Une collaboration entre le Prof. Karliner, de l’Université de Tel Aviv (TAU), et le Prof. Rosner, de l’université de Chicago, a démontré de manière théorique qu’une importante source d’énergie pouvait être produite en faisant fusionner des quarks, ce qui pourrait être une réelle avancée en matière de production d’énergie si des applications expérimentales sont trouvées.

Les protons et les neutrons ne sont pas considérés comme des particules « élémentaires », c’est-à-dire des objets qui ne peuvent pas être « coupés » (i.e. décomposés en particules plus petites), car ils sont constitués de quarks. Le quark est, en revanche, un constituant élémentaire de la matière : en effet, on ne connaît pas d’autres particules constituant elles-mêmes les quarks.

Les quarks sont trop petits pour être mesurés, cependant on a pu établir leur masse. Le quark le plus grand est aussi lourd qu’un atome d’or, tandis que le quark le plus léger est 35 000 fois plus léger. Ils ne peuvent se combiner qu’avec un ou deux autres quarks, un groupe de quarks étant appelé un hadron. Des hadrons composés de trois quarks sont appelés des baryons, les hadrons composés d’un quark et d’un antiquark (particule ayant la même masse et la même charge, mais de signe opposé) sont appelés mésons. Actuellement nous connaissons six différentes sortes de quarks. A noter que la théorie des quarks a été découverte en 1964 par les physiciens américains Murray Gell-Mann et George Zweig.
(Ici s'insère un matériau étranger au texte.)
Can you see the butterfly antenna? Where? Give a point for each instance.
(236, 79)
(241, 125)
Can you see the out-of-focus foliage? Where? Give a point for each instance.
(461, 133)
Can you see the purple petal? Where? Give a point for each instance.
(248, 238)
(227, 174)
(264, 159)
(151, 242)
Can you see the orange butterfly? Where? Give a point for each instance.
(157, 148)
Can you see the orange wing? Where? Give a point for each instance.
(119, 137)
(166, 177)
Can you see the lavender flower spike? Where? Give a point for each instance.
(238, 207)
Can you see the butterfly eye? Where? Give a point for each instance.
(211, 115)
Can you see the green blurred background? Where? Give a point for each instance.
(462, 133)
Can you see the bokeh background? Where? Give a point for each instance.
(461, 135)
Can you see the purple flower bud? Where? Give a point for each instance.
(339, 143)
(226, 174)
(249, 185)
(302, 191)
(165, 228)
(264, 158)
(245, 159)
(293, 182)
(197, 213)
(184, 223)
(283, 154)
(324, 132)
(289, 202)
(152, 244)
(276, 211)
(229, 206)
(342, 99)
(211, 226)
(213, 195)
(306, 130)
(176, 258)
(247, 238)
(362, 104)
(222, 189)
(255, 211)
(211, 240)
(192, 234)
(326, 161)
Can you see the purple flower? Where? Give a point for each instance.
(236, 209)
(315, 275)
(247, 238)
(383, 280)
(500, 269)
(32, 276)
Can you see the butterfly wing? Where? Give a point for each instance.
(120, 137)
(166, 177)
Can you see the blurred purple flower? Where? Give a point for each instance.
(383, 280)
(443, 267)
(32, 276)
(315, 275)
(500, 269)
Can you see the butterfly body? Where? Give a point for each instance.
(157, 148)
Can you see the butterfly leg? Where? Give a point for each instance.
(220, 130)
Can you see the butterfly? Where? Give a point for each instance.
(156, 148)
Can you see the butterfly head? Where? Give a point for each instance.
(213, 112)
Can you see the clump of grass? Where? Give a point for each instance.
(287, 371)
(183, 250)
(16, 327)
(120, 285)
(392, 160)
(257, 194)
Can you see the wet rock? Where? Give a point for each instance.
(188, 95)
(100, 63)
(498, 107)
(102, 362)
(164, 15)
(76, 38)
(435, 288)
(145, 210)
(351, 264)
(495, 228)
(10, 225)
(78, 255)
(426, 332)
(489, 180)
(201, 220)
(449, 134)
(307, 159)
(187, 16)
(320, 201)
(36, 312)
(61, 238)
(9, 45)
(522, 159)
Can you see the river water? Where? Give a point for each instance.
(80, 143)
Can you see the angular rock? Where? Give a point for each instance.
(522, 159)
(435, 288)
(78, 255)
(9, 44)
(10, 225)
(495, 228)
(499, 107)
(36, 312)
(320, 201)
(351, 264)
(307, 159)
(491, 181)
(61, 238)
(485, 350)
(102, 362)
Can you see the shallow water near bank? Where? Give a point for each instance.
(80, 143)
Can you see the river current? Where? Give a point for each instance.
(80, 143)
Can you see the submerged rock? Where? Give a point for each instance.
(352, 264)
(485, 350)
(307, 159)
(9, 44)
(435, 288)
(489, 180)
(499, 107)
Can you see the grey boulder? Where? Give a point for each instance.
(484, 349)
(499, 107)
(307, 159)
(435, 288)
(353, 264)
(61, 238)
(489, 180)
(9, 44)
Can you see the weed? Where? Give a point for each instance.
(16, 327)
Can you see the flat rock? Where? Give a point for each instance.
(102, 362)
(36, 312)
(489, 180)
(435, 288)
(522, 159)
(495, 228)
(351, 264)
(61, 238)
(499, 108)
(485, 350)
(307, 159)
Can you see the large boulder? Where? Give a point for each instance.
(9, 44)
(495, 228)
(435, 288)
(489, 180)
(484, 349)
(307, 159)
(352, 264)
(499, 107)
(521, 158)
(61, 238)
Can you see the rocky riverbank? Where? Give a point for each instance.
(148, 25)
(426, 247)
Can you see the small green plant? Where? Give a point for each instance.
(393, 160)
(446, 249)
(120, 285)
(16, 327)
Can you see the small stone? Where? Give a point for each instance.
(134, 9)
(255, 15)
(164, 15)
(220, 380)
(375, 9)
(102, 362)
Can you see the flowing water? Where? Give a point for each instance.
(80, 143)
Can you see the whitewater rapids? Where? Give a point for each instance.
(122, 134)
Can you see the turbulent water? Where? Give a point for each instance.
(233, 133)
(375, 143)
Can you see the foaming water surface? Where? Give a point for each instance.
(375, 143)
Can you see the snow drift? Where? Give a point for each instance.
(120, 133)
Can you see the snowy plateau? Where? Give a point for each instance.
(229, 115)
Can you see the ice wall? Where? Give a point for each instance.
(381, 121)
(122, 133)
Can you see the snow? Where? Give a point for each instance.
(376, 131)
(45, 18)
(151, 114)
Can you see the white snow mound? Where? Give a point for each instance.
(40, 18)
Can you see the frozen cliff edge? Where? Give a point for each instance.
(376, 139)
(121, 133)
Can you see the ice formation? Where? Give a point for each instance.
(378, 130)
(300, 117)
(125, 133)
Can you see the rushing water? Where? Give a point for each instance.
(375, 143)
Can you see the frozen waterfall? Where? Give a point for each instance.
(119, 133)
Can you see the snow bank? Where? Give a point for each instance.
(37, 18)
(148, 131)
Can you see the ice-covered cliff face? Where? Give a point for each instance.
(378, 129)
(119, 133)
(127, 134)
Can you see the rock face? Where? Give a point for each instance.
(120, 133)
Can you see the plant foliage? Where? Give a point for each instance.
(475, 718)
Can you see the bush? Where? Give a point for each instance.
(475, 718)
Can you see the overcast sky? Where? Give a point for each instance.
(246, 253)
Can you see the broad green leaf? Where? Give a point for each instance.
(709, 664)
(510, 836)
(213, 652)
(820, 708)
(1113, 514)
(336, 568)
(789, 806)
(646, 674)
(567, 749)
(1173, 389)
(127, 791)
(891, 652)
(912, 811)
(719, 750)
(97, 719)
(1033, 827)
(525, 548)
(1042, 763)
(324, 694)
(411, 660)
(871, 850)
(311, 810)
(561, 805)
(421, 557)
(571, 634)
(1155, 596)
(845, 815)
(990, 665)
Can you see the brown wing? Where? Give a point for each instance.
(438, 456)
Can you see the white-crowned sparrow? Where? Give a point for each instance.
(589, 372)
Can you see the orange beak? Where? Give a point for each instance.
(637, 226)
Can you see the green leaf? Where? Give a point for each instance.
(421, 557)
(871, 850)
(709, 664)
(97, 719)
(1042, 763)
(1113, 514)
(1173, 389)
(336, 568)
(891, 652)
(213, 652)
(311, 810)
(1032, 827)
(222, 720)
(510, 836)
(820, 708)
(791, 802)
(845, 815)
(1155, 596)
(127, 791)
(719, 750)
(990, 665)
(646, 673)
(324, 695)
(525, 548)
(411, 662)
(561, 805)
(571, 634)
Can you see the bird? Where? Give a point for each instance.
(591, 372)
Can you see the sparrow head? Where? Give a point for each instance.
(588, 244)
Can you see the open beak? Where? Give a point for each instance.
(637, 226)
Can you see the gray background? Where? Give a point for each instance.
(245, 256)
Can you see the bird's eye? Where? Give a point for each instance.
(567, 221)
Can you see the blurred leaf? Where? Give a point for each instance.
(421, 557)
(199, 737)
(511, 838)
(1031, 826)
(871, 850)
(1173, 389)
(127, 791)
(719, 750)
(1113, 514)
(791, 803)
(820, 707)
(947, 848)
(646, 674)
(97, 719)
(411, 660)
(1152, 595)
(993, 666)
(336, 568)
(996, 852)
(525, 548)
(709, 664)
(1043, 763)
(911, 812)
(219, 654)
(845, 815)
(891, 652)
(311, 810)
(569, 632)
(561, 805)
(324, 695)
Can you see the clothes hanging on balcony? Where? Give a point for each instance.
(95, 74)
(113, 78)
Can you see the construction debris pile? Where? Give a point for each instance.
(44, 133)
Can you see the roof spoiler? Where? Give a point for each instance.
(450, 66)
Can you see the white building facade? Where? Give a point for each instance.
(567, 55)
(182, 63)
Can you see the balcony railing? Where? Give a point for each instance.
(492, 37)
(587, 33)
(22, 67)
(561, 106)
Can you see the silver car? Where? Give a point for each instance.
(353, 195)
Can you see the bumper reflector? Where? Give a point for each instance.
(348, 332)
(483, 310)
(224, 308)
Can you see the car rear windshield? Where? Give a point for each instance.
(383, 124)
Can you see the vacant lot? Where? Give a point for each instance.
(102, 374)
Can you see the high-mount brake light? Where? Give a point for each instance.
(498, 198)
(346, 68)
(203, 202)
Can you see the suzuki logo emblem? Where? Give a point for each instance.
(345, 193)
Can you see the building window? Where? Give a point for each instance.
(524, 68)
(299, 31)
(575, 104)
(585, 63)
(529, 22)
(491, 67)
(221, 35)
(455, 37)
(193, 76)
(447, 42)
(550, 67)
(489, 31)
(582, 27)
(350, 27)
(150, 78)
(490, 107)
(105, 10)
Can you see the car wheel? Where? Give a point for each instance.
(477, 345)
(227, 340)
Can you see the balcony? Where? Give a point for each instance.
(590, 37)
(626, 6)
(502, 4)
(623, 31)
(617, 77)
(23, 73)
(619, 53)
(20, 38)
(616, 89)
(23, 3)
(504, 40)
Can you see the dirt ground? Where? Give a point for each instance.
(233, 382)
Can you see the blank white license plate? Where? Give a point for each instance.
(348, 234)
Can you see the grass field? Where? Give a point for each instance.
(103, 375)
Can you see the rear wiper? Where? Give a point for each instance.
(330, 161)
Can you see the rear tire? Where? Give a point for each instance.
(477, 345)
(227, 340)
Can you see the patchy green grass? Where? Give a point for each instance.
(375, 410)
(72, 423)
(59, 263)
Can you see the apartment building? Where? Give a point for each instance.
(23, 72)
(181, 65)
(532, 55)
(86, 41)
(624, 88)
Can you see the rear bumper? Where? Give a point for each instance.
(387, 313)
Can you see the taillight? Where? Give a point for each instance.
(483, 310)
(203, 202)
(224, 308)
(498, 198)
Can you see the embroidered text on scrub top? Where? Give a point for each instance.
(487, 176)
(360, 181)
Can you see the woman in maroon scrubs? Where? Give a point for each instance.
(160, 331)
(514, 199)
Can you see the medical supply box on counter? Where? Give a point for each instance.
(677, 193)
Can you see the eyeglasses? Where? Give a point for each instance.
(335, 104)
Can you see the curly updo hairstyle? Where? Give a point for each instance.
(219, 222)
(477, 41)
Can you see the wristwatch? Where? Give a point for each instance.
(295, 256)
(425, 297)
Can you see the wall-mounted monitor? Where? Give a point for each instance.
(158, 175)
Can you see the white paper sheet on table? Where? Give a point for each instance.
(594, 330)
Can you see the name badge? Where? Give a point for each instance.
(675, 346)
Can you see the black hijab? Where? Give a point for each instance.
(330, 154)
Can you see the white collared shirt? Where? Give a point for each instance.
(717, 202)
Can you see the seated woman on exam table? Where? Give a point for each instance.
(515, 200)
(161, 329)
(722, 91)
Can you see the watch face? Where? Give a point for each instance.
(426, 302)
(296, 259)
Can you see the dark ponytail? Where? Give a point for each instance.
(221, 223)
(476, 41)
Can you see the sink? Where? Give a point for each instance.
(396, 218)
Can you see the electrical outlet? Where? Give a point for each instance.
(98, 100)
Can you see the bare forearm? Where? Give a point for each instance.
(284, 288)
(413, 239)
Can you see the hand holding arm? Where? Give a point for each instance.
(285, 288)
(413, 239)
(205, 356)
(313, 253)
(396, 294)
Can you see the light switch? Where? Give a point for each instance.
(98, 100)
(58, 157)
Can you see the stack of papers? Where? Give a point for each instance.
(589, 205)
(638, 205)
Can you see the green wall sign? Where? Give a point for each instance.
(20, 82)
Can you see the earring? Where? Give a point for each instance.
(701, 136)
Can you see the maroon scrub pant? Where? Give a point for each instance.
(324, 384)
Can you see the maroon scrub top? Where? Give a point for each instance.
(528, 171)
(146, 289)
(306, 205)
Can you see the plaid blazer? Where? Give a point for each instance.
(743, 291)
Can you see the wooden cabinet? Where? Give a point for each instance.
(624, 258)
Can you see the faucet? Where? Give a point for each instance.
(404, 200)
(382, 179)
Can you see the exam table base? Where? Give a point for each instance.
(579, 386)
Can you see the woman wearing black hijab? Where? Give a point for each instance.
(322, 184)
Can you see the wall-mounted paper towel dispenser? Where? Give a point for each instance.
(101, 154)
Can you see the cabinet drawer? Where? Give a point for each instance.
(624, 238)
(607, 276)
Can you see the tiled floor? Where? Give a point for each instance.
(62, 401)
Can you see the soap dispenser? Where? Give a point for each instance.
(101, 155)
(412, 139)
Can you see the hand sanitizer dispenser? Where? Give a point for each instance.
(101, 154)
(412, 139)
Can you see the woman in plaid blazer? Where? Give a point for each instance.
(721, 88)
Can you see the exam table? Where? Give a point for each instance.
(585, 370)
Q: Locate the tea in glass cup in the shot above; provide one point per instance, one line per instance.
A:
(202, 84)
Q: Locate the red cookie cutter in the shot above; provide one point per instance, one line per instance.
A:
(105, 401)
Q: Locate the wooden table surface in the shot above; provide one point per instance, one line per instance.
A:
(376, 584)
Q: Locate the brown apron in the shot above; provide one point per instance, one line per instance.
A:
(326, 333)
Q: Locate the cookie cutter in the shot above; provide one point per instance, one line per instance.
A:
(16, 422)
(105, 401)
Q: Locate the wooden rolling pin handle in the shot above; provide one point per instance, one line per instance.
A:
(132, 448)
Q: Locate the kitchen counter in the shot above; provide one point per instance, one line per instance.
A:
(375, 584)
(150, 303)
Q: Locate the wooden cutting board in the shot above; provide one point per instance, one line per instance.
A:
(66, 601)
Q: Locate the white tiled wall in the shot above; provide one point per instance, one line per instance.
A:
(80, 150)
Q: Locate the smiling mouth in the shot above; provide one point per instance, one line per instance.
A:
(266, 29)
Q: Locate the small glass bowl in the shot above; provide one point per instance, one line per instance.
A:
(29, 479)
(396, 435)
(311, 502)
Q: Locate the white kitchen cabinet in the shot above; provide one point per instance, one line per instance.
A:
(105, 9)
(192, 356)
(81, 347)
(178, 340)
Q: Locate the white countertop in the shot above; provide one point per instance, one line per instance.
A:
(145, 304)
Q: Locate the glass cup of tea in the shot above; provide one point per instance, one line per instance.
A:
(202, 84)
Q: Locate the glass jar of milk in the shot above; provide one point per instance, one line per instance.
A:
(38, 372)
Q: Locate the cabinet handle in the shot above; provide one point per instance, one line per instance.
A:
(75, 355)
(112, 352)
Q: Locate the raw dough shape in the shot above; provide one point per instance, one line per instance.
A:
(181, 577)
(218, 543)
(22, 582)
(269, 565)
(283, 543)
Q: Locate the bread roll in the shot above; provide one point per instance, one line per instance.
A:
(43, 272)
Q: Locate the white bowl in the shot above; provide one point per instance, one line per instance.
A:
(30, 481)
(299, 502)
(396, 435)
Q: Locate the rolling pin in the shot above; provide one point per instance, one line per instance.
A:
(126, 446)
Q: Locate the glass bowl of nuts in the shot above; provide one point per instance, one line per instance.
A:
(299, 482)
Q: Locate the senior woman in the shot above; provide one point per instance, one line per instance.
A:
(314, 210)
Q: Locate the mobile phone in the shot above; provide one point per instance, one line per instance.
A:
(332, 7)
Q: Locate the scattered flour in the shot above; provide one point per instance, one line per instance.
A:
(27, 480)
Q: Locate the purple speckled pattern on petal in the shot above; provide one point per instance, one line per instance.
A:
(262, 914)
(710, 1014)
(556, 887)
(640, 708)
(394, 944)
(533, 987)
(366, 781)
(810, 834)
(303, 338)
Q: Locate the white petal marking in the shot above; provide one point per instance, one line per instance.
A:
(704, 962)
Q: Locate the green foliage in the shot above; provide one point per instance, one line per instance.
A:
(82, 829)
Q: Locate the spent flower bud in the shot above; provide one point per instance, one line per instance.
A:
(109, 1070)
La fusion nucléaire (fusion de deux noyaux atomiques) est un processus bien connu, qui se produit naturellement dans les étoiles et qui émet une quantité de chaleur très importante. Cependant, le processus n’est pas encore contrôlé, les seules applications connues étant d’ordre militaire, avec la fameuse bombe H.

Les physiciens se sont demandé si la fusion est également possible à partir des plus petites particules appelées quarks. Il y a quelques mois, des physiciens de l’accélérateur de particules du CERN, près de Genève, ont découvert un nouveau type de particules appelée baryon, qui contient deux quarks lourds de type "charme" et "quark léger". La nouvelle particule est exactement la même que celle prédite par Prof. Karliner (TAU) et Prof. Rosner (Université de Chicago), qui ont publié leur théorie dans la presse scientifique il y a trois ans. La découverte expérimentale, qui a confirmé la prédiction théorique, a suscité de nombreuses réactions dans la communauté scientifique mondiale et beaucoup d’espace lui a été consacré dans le New York Times fin 2017.
A partir de ces observations, les professeurs Karliner et Rosner ont réussi à démontrer de manière théorique, en utilisant la fameuse formule E=MC² et la mesure précise de particules de quarks, que la quantité d’énergie émise par la fusion entre deux baryons avec un quark "charme" est de 12 millions d’électrons-volts, semblable à celle émise par la fusion nucléaire entre deux isotopes lourds de l’hydrogène.
Cependant, la différence avec la fusion nucléaire est que, contrairement à la fusion de deux noyaux d’hydrogène, qui conduit à une réaction en chaîne dans une masse de particules, le fait de fusionner les quarks ne permet pas d’accumuler de la matière et donc d’avoir une réaction en chaîne, qui est à la base de la puissance de la bombe H.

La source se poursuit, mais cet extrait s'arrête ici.